Most of us have seen it at one time or another, a baby animal that we think has been left by its parents. Then we do the worst thing we could do for the baby: touch it.
“There are so many times that they’re picking up fledgling birds. If the mom and dad are trying to teach you to fly and people don’t realize that, they are literally kidnapping that baby bird to bring it into a rehab,” said Ruth “There is a lot of information in there that will be helpful.”
That’s is the whole idea behind the book Rascal and the Berry Bandit: Tales from the ARK.
It’s a collection of stories told through the eyes of a raccoon about what to do if you find a baby animal in the woods.
“When I started volunteering here, I realize there was a wrong way and a right way to do it. Primarily, the wrong way’s when somebody finds an animal, the first thing they do is they try to feed it something. Generally it’s milk, cow’s milk, which can kill them pretty quickly, and so it’s important for them to understand that,” explained Kathy Hedrich, ARK volunteer and author.
Illustrator Kim Diment says, “There are certain things that just aren’t going to be rehabbed very well, and you’re kind of issuing them a death warrant by taking them out of their natural surroundings and not letting Mom come back and find them.”
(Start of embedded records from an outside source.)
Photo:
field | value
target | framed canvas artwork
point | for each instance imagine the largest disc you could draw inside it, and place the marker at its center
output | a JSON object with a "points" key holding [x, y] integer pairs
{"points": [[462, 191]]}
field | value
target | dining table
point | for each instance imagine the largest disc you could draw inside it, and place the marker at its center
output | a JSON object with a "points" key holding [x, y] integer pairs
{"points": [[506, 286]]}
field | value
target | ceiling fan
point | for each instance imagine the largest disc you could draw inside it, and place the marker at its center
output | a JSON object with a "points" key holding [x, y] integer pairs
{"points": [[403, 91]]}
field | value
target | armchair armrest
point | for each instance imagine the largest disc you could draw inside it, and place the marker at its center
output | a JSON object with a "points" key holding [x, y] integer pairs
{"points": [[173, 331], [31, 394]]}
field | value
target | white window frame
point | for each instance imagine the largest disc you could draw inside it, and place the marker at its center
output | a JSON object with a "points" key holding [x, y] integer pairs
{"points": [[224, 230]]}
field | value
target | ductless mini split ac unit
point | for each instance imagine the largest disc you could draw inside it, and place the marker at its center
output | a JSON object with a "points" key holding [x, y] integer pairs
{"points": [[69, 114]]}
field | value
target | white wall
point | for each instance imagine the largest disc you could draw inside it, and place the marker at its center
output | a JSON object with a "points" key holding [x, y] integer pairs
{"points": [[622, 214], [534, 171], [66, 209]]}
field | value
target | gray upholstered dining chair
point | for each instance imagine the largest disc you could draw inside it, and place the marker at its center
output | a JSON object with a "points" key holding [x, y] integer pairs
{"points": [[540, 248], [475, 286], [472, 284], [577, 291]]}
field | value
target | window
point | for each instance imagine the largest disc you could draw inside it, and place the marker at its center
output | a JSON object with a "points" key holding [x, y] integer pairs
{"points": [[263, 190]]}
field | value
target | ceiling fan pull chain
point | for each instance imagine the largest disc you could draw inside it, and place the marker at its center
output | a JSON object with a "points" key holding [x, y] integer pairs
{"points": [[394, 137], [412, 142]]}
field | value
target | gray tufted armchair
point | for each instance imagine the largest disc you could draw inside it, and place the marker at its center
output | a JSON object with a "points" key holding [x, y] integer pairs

Sometimes, doing nothing is the most compassionate thing you can do.
“It allows me to put stories out there that all have messages, leave the fawns in the woods, don’t take them out until you have talked to an adult or rehab. Let them make the decision, because the does don’t stay with fawns. There’s just enough information in there to make it entertaining, educational and something that will hopefully cause the kids and the adults to work together towards a positive outcome. Whatever the animal is they’re trying to help: don’t touch it get an adult,” said Ruth.